Most organizations determine what constitutes acceptable behavior by how the top managers model it.  So, as the CEO, you have a key role in supporting a culture that can deliver better strategies and results. Let’s consider ways that this can be demonstrated in particular scenarios:

  • In strategy development, create forums for debate, and show a willingness to accede to the ideas of others.
  • In your daily process, admit to mistakes, and how you have rebounded. Start a “Lessons learned the hard way” lunch series, where others in the organization can follow your lead.
  • In rewarding your people, ensure you are emphasizing effort and results equally. Make a point of rewarding people who challenge group thinking in a productive way.

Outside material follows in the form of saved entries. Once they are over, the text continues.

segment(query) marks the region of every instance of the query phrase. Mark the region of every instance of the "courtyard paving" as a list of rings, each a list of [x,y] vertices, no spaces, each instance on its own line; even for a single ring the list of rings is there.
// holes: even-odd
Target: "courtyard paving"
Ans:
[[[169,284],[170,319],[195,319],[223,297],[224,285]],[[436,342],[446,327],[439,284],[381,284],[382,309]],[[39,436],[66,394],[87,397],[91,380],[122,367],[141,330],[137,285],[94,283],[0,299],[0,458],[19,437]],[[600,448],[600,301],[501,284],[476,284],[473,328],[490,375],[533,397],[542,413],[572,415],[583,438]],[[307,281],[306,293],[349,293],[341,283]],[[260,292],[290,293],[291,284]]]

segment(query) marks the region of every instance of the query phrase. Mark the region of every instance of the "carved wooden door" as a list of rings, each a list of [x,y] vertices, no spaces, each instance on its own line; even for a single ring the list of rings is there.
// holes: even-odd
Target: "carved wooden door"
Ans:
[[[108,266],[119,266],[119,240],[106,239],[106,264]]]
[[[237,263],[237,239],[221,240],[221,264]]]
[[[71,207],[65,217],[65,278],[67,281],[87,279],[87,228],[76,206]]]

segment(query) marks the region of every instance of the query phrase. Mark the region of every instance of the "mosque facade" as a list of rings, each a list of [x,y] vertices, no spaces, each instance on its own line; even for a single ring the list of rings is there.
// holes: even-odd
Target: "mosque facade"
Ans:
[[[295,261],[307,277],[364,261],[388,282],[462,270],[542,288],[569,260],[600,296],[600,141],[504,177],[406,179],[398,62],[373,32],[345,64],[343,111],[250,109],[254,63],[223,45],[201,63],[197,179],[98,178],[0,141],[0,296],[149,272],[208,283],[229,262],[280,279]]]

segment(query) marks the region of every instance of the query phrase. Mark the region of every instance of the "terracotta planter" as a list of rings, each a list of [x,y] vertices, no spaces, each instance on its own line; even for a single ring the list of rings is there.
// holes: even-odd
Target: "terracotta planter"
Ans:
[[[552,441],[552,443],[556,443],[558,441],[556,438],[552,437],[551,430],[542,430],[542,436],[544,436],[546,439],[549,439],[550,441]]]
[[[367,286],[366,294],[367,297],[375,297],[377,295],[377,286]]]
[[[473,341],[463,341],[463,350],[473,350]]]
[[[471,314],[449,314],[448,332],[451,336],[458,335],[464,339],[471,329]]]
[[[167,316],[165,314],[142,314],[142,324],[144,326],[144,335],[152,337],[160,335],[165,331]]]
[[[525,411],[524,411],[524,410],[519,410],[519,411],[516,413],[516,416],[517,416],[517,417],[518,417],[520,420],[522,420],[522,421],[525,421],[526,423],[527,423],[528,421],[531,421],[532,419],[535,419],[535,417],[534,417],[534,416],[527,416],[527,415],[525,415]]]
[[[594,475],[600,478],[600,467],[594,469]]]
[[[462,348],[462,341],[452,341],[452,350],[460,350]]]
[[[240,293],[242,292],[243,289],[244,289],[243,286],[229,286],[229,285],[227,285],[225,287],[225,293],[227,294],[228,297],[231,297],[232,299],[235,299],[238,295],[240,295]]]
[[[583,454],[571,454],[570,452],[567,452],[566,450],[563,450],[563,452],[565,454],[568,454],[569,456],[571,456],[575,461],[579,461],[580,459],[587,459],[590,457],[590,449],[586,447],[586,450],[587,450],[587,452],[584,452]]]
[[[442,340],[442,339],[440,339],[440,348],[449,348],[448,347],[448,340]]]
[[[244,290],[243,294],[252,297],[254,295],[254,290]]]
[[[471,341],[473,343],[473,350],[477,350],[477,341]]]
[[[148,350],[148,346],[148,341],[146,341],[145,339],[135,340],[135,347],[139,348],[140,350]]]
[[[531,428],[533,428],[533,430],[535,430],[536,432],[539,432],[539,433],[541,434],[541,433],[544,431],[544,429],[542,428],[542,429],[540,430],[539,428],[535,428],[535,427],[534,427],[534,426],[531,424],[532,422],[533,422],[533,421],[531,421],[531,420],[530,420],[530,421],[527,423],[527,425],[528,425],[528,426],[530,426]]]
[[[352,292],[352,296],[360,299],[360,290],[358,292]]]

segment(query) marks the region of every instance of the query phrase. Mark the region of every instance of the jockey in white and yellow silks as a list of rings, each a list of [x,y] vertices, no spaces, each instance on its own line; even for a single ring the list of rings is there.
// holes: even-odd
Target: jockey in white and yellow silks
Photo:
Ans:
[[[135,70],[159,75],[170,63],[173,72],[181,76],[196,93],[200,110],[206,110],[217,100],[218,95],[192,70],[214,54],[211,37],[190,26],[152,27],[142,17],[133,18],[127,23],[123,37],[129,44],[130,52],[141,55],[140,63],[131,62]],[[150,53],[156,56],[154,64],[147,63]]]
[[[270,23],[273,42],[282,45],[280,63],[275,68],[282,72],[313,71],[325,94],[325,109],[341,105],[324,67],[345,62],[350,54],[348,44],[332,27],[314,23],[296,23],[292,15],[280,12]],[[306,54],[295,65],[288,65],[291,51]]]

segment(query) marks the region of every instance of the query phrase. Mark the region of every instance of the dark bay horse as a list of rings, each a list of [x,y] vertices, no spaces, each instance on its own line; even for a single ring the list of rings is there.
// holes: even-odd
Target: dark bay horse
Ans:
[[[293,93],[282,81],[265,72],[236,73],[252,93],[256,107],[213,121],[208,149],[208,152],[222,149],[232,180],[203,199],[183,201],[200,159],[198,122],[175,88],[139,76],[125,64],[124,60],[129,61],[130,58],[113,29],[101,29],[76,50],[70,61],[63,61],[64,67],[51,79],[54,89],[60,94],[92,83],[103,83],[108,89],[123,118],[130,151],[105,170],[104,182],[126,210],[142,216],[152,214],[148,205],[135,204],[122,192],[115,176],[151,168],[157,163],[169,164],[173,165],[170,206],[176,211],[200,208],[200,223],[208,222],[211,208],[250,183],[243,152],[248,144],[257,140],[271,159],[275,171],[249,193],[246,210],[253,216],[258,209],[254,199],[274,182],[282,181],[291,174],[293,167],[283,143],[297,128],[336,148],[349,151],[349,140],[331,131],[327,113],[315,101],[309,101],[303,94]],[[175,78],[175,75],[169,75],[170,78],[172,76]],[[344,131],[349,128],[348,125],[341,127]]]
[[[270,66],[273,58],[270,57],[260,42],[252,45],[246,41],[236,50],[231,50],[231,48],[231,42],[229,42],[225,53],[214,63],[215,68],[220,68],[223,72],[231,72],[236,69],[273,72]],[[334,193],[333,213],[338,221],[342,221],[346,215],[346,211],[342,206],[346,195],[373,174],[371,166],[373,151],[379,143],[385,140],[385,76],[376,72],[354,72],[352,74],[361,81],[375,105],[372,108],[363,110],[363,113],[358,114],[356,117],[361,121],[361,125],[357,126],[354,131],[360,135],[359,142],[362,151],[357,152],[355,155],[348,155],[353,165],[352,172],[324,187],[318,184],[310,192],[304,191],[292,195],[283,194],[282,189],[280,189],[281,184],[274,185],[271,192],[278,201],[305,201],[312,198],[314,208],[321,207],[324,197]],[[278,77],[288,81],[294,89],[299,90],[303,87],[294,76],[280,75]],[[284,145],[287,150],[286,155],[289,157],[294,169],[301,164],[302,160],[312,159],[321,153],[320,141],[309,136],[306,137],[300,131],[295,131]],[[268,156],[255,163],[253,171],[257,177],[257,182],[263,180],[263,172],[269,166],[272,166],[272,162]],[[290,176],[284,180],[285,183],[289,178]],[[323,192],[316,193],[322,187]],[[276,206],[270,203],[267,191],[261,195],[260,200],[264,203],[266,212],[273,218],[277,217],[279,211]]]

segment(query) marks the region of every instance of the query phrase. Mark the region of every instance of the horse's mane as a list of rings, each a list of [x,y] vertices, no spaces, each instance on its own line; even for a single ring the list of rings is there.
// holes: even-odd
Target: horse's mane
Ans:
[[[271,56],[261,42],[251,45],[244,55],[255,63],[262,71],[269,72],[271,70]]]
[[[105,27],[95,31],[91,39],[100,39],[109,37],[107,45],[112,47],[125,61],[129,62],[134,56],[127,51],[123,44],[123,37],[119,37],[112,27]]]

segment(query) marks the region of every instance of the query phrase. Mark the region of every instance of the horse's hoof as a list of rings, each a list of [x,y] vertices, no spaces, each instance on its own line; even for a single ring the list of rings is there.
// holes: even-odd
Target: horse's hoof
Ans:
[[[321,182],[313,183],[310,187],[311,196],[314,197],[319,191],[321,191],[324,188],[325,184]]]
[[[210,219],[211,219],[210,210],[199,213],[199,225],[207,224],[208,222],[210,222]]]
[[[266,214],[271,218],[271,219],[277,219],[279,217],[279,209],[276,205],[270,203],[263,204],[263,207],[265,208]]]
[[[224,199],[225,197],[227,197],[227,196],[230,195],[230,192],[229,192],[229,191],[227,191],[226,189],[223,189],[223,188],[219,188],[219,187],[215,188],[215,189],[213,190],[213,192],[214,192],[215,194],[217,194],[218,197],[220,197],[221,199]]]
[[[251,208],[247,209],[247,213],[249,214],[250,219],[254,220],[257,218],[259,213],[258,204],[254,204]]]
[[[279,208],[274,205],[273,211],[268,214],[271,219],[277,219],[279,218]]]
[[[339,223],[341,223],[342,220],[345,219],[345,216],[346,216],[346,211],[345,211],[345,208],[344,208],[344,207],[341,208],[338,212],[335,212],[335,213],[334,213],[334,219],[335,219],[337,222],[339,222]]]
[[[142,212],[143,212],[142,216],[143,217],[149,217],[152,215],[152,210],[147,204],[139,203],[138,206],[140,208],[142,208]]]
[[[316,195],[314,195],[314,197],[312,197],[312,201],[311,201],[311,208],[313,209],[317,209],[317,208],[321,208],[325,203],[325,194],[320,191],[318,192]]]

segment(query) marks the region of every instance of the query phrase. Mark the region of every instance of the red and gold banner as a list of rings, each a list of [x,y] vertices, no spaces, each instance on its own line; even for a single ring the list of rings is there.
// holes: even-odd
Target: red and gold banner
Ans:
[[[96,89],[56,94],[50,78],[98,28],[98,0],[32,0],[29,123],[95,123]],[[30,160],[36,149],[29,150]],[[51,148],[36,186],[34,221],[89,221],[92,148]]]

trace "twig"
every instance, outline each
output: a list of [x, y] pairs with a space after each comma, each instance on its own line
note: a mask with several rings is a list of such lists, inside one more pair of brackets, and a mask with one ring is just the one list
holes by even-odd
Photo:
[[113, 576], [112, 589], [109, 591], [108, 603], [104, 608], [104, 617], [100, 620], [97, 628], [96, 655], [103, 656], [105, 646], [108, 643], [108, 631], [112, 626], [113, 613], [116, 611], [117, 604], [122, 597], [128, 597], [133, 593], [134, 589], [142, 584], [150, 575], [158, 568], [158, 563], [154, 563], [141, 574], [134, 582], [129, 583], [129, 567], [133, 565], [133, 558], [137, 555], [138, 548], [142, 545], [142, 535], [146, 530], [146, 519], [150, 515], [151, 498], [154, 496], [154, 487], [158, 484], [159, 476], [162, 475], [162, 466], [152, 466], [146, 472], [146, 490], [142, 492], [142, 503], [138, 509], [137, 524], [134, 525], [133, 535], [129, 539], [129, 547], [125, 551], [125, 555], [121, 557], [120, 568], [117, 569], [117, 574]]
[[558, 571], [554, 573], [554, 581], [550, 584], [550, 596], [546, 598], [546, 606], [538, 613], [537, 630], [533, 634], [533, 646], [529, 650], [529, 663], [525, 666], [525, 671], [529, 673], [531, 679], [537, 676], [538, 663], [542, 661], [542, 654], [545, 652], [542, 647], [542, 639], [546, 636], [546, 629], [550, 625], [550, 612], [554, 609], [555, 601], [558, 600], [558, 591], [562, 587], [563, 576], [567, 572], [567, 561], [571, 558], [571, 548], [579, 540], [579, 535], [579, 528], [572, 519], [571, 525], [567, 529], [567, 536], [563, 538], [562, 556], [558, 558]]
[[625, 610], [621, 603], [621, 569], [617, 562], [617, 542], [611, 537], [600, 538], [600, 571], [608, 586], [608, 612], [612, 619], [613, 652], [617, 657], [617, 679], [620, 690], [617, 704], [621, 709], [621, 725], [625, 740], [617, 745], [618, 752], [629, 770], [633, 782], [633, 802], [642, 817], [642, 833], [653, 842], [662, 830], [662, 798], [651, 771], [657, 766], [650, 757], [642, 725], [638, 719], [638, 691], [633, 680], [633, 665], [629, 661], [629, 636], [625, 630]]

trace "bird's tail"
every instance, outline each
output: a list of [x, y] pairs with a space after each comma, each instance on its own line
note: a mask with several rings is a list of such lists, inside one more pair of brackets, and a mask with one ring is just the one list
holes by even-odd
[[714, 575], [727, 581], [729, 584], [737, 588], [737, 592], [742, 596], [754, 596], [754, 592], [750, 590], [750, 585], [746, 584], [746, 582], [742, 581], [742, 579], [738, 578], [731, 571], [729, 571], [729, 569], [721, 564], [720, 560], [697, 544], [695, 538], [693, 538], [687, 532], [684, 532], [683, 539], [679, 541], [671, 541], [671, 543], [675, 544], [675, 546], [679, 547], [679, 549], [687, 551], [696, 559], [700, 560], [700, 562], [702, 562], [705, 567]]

3. Design a workforce for the knowledge era. Organizational structures of yesterday don’t work as well today.

Today’s growing knowledge base moves at digital speed. Your organization needs to keenly focus on changes in the marketplace to avoid being left behind.  You need a structure that can move fast, without being trapped or tripped by social dynamics and individual biases.

Korn Ferry’s Swift and Buening, in their webinar titled Shaping Digital Organizations, talk about the need to build a fluid workforce, to espouse networked ways of operating, and to cultivate inclusive and agile leaders. Such agility can ensure your company has the ability to continuously adapt and thrive in the new economy.

Some companies are leveraging the growing concept of interim executives, who can bring in years of experience with an unbiased external view, while avoiding the social dynamics of an organization.  Julian Birkinshaw from London Business School wrote about the benefits of interim managers as:

  1. Focusing on getting things done
  2. Having no personal agenda
  3. Intent on working themselves out of the job

Boyden Executive Search worked with Prophet to study the impact of interim executives, and reached the following similar conclusions:

  1. A significant majority of interim executives lead through the use of values, ideas, and intentions – those they are leading are clear about the intended picture of success.
  2. These interim executives influence and inspire others to achieve a goal.
  3. They show twice as strong a preference for taking the lead, compared to the appetite shown by the average legacy executive.
  4. They motivate through people, rather than managing to orders.
  5. Interim executives show twice as strong a preference for inspired decision making — feeling one’s way.

In summary, for organizations that are open to change and are ready to try new approaches to strategy and execution, this could well be the best of times — given all the knowledge and resources available.